Prosecutor Thomas Binger is “lying” and “misrepresenting” the evidence when he told them that Rittenhouse provoked the violence on Aug. 25, 2020, Richards said. What’s more, Rittenhouse was trying to leave the scene of violent protests and riots when Joseph Rosenbaum, who was shot and killed during the incident, and other individuals chased him.
“Did you hear one word out of Mr. Binger’s mouth about provocation? You didn’t. But when his case explodes in his face, he comes out with provocation,” Richards said.
He continued to say that “we don’t play fast and loose with the facts” before asserting that “Rosenbaum was a bad man. He was a rioter. And my client had to deal with him alone.”
Rosenbaum was “leaping” and “lunging” at the defendant before trying to grab Rittenhouse’s AR-15-style-rifle, Richards argued. Speaking to the jury, he said the “physical evidence does not lie” and asked members to “use your common sense and judgment” when considering whether Rosenbaum was a threat to Rittenhouse during the shooting.
Witnesses who testified in the trial saw rioters breaking blocks of concrete into smaller pieces to throw or use to smash property, Richards said, adding that Rosenbaum, meanwhile, was described by Rittenhouse as “belligerent” and filled with “malintent.” In contrast, Richards said that Rittenhouse “was there to help” during nights of rioting, arsons, and looting.
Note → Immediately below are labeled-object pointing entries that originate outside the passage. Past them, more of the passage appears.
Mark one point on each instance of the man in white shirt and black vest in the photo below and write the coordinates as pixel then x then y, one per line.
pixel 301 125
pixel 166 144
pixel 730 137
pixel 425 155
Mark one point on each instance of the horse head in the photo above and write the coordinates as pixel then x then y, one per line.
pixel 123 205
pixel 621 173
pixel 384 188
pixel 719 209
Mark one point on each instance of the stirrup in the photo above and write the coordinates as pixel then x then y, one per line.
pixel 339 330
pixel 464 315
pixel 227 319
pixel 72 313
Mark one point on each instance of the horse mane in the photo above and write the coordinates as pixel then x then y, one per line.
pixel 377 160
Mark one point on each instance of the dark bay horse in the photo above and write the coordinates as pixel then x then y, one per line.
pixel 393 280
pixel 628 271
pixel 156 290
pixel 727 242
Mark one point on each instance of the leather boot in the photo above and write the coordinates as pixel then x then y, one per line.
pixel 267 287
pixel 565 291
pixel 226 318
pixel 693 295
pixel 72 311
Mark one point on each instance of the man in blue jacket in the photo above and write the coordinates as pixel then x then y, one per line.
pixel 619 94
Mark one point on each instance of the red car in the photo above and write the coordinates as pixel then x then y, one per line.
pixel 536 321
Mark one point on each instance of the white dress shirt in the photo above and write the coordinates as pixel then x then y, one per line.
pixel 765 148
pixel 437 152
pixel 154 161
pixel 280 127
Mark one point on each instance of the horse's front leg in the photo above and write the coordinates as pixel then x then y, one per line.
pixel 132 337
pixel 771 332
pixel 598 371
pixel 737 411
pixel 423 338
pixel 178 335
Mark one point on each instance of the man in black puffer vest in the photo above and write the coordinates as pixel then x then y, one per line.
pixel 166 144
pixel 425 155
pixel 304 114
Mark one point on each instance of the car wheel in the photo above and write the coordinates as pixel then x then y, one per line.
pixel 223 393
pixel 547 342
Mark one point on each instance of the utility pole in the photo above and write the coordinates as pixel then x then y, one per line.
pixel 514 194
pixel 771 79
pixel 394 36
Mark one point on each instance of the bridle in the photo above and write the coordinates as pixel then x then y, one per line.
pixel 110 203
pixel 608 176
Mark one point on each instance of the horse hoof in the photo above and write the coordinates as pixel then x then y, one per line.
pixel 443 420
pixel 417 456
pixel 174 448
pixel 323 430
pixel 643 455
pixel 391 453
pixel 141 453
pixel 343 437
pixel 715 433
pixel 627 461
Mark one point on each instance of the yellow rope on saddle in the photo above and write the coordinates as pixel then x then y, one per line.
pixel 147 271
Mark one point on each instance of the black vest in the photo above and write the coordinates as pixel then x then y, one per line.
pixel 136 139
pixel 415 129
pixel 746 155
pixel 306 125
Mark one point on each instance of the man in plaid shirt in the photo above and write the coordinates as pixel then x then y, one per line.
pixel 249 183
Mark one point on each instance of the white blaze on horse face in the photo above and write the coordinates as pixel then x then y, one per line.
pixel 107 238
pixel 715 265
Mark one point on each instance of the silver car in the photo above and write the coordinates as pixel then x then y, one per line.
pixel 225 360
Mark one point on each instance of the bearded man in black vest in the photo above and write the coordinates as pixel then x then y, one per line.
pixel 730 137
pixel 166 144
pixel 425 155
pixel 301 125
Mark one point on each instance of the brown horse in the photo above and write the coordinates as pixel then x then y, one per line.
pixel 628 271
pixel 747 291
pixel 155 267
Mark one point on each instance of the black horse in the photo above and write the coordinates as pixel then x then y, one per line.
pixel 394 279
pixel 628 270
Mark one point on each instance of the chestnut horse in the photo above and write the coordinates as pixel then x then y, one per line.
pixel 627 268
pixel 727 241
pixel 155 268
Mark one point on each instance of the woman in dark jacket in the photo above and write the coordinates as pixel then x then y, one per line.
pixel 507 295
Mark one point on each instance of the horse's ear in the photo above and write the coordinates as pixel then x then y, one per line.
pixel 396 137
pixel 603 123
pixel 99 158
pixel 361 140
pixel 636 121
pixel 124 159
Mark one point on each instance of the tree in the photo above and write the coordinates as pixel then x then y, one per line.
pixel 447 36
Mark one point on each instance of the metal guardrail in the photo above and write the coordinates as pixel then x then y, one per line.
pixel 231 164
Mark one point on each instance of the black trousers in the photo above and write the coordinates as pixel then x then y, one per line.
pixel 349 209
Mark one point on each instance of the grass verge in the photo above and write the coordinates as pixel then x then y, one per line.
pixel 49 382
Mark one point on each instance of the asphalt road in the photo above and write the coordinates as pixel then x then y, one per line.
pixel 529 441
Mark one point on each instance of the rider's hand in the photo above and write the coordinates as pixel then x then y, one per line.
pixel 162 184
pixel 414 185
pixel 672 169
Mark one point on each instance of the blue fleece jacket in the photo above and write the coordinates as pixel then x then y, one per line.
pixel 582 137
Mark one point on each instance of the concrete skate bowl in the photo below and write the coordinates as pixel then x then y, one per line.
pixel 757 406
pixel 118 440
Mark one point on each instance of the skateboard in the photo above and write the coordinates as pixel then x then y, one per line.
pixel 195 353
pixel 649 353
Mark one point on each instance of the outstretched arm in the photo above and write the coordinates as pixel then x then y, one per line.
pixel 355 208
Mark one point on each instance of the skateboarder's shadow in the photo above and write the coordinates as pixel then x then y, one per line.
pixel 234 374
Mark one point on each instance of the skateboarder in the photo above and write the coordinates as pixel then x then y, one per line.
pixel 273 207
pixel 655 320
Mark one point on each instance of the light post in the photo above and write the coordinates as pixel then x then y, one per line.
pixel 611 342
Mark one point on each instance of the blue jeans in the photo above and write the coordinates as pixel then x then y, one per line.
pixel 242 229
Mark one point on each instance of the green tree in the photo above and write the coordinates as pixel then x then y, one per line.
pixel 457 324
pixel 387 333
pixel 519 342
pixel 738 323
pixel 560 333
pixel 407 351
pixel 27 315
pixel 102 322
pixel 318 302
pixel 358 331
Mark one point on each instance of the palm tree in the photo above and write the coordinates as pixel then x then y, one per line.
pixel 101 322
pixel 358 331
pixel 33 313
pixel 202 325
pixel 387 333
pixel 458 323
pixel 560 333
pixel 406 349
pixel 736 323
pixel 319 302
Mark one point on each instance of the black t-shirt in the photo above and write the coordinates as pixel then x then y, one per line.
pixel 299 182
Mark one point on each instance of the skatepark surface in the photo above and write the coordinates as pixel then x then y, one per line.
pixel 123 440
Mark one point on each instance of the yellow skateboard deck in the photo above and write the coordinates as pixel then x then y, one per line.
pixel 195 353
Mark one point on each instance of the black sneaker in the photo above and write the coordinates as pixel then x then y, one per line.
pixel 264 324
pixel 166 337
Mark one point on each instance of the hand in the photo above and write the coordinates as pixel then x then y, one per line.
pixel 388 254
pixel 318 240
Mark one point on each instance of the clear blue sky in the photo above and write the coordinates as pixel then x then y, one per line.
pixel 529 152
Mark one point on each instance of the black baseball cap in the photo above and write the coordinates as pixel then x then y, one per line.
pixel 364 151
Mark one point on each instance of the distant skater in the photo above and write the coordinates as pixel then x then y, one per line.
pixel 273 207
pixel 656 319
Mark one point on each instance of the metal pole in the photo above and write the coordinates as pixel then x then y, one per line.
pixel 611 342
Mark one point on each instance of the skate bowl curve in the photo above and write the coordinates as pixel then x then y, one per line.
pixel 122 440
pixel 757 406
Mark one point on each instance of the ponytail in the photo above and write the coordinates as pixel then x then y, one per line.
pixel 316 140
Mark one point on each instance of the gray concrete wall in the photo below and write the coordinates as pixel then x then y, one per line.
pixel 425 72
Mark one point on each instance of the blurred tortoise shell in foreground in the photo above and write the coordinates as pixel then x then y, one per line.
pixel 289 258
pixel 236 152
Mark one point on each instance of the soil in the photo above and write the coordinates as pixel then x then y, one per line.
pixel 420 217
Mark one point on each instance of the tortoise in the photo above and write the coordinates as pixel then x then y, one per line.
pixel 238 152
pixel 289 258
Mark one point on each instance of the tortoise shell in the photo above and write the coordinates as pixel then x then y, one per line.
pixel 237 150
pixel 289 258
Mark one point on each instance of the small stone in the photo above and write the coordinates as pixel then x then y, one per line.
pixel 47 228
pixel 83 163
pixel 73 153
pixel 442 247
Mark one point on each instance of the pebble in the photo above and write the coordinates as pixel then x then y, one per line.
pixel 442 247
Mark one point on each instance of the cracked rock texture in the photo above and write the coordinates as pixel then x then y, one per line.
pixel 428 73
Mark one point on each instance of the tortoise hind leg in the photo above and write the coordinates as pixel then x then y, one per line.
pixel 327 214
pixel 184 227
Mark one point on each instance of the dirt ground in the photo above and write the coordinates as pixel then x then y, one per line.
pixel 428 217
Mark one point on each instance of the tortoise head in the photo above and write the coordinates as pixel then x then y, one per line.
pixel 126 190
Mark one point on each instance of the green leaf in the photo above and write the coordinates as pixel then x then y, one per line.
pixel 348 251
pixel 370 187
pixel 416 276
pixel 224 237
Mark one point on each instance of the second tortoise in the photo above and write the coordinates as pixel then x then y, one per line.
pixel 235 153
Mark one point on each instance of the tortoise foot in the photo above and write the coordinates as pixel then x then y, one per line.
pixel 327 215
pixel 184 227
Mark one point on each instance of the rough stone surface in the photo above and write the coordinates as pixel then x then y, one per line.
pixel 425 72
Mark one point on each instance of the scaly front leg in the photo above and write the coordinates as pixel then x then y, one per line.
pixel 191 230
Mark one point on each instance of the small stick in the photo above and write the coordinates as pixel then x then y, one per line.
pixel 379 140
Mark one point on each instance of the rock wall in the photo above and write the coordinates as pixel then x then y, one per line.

Before Rittenhouse shot Anthony Huber, Huber “strikes him in the head” and was “trying to take his head off,” the lawyer argued.
And Richards called on the jury to disregard erroneous media reporting on Rittenhouse, including unfounded claims he was a white supremacist. Members of Rittenhouse’s family, including his mother, have publicly decried reporting on the trial and her son, leading some analysts to speculate that the teen could file a defamation lawsuit if he’s found not guilty.
Earlier, Binger said during closing arguments the jury should ignore Rittenhouse’s defense claim that he was attacked and fired his weapon, injuring one and killing two. Rittenhouse initiated the encounter by brandishing his gun, he asserted.
The AR-15-style rifle is “what provokes this entire incident,” Binger argued. “If you are the one who is threatening others you lose the right to self-defense,” the prosecutor added.
Earlier in the day, Judge Bruce Schroeder morning dismissed a misdemeanor weapons charge against the teen, noting that he had issues with the way in which the Wisconsin statute was written. His attorneys argued that Wisconsin’s statute had an exception, involving the barrel length of the rifle or shotgun, that could be read to clear Rittenhouse of the weapons charge.
Prosecutors had also conceded during Monday’s court proceeding that Rittenhouse’s rifle wasn’t short-barrelled. Schroeder then dismissed the charge.